No comparison with RL-based methods: AdaSTaR targets the SFT/STaR pipeline and does not directly compare with RL-based methods such as GRPO.
Future directions: (1) Integrate PRMs for more precise false positive filtering; (2) learn \(f(\alpha)\) rather than selecting it manually; (3) transfer the adaptive sampling concept to RL-based reasoning training.

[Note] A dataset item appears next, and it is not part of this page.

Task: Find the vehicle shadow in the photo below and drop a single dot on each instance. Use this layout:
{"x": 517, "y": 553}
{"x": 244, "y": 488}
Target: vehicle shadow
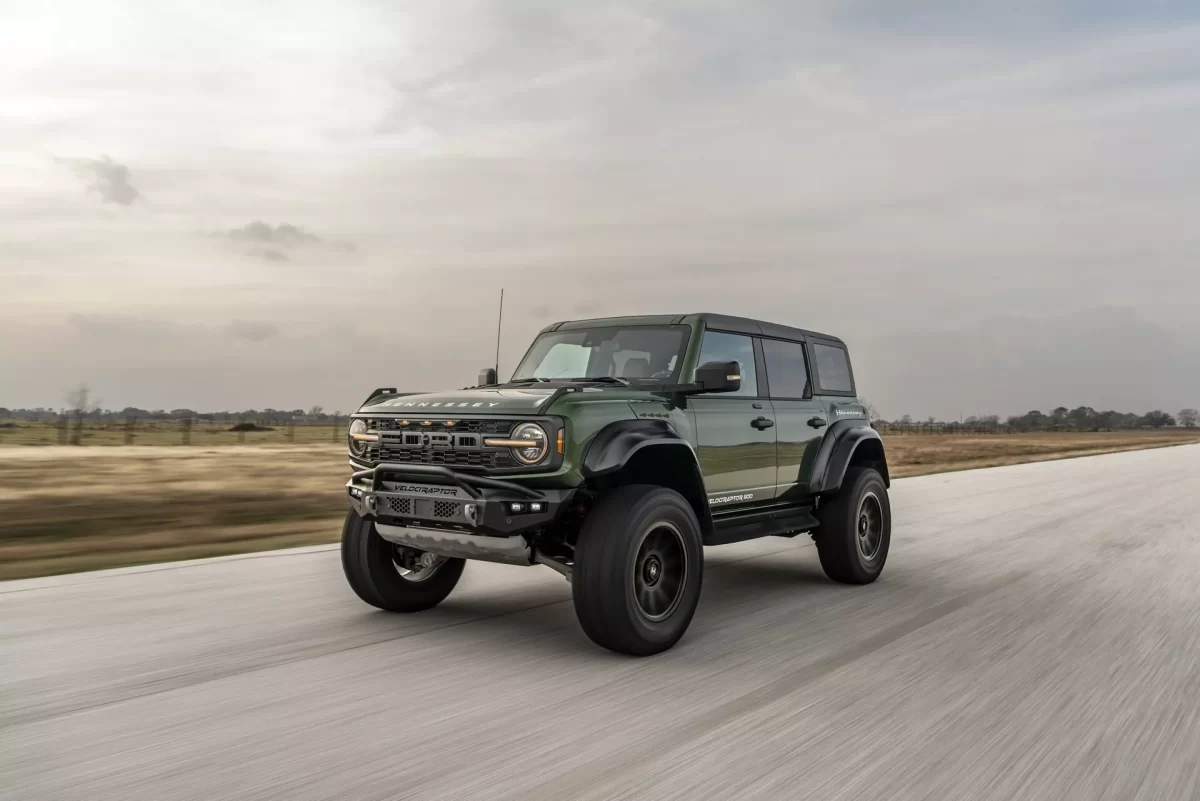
{"x": 540, "y": 620}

vs. STaR: AdaSTaR is a sampling-enhanced variant of STaR; the core contribution lies in the adaptive data sampling strategy.
vs. ReSTEM: ReSTEM also addresses over/under-training via truncation thresholds; AdaSTaR's hierarchical heap + curriculum approach demonstrates superior performance.
vs. B-STaR: B-STaR employs PRMs for finer-grained verification at the cost of substantial computation; AdaSTaR requires no additional reward model.
vs. Curriculum Learning: Traditional curriculum learning requires predefined difficulty metrics; AdaSTaR naturally estimates difficulty via win rates.

Rating¶

Novelty: ⭐⭐⭐⭐ Integrates adaptive sampling and curriculum learning into STaR; zero-overhead difficulty estimation is an elegant design.
Experimental Thoroughness: ⭐⭐⭐⭐⭐ 6 benchmarks × 3 model families, extensive baselines, dual metrics of FLOPs and accuracy, thorough ablations.
Writing Quality: ⭐⭐⭐⭐⭐ In-depth motivation analysis (quantified and persistent training imbalance), precise method description (algorithmic pseudocode + complexity analysis).
Value: ⭐⭐⭐⭐⭐ A practical improvement to the widely adopted STaR/RFT training paradigm; the 58.6% efficiency gain is highly significant.